Search code examples
performancequery-optimizationclickhouse

Performance of tuple-based columns


I'm building an event-based system where event properties (defined as columns) can be one of 3 data types (string, boolean, Float32). I'm trying to decide between creating a separate column for each type, or each column is a tuple.

For example...

one column per type:

CREATE TABLE event
(
  event_name String,
  timestamp DateTime DEFAULT now(),
  
  -- Property with 3 types
  prop1_str String,
  prop1_num Float32,
  prop1_bool Boolean
)
ENGINE = MergeTree ORDER BY (event_name, timestamp)

one column per property with 3-type tuple:

CREATE TABLE event
(
  event_name String,
  timestamp DateTime DEFAULT now(),
  
  -- Property with 3 types
  prop1 Tuple(
    str String, 
    num Float32, 
    bool Boolean
  )
)
ENGINE = MergeTree ORDER BY (event_name, timestamp)

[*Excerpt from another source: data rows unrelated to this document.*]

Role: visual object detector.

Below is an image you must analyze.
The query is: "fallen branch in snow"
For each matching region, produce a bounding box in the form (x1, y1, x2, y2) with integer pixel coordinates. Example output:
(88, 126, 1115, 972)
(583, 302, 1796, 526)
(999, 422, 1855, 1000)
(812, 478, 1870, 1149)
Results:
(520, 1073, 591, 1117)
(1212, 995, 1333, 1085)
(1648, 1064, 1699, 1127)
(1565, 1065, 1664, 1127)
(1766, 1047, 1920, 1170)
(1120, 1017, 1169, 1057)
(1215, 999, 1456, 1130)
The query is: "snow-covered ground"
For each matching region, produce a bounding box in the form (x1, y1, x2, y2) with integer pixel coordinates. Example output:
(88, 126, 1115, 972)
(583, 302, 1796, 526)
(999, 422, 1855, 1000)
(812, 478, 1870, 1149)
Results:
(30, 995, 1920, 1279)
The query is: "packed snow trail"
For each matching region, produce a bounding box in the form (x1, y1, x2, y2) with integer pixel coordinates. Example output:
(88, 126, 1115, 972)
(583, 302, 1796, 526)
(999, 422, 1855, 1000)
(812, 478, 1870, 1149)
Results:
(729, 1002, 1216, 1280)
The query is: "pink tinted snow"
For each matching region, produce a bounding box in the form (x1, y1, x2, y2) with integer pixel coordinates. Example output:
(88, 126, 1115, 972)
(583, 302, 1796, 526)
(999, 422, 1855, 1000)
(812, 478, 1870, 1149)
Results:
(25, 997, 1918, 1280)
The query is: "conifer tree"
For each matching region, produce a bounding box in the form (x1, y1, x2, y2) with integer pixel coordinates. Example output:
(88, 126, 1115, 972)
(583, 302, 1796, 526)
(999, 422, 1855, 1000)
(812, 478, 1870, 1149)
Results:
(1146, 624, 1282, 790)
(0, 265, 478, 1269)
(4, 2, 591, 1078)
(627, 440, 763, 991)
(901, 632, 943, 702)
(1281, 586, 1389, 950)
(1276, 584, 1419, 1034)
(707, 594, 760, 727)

The one column per property feels more organized, but my gut suspects that this might be less performant for querying.


Solution

  • Old versions (20...) read all tuple columns even if you query only one element of a Tuple. This issue is resolved.

    There is no difference for modern versions of Clickhouse. The same storage and the same compute is in both cases.

    3 columns

    insert into event select '', now(), toString(number), number, number%2 from numbers(1e8);
    0 rows in set. Elapsed: 9.311 sec. Processed 100.65 million rows, 805.21 MB (10.81 million rows/s., 86.48 MB/s.)
    
    select count() from event where prop1_num > 42;
    1 row in set. Elapsed: 0.116 sec. Processed 100.00 million rows, 400.00 MB (862.20 million rows/s., 3.45 GB/s.)
    
    select count() from event where prop1_str like '%42%';
    1 row in set. Elapsed: 1.135 sec. Processed 100.00 million rows, 1.69 GB (88.08 million rows/s., 1.49 GB/s.)
    

    tuple

    insert into event select '', now(), tuple(toString(number), number, number%2) from numbers(1e8);
    0 rows in set. Elapsed: 8.807 sec. Processed 100.65 million rows, 805.21 MB (11.43 million rows/s., 91.43 MB/s.)
    
    select count() from event where prop1.num > 42;
    1 row in set. Elapsed: 0.117 sec. Processed 100.00 million rows, 400.00 MB (854.28 million rows/s., 3.42 GB/s.)
    
    select count() from event where prop1.str like '%42%';
    1 row in set. Elapsed: 1.129 sec. Processed 100.00 million rows, 1.69 GB (88.59 million rows/s., 1.50 GB/s.)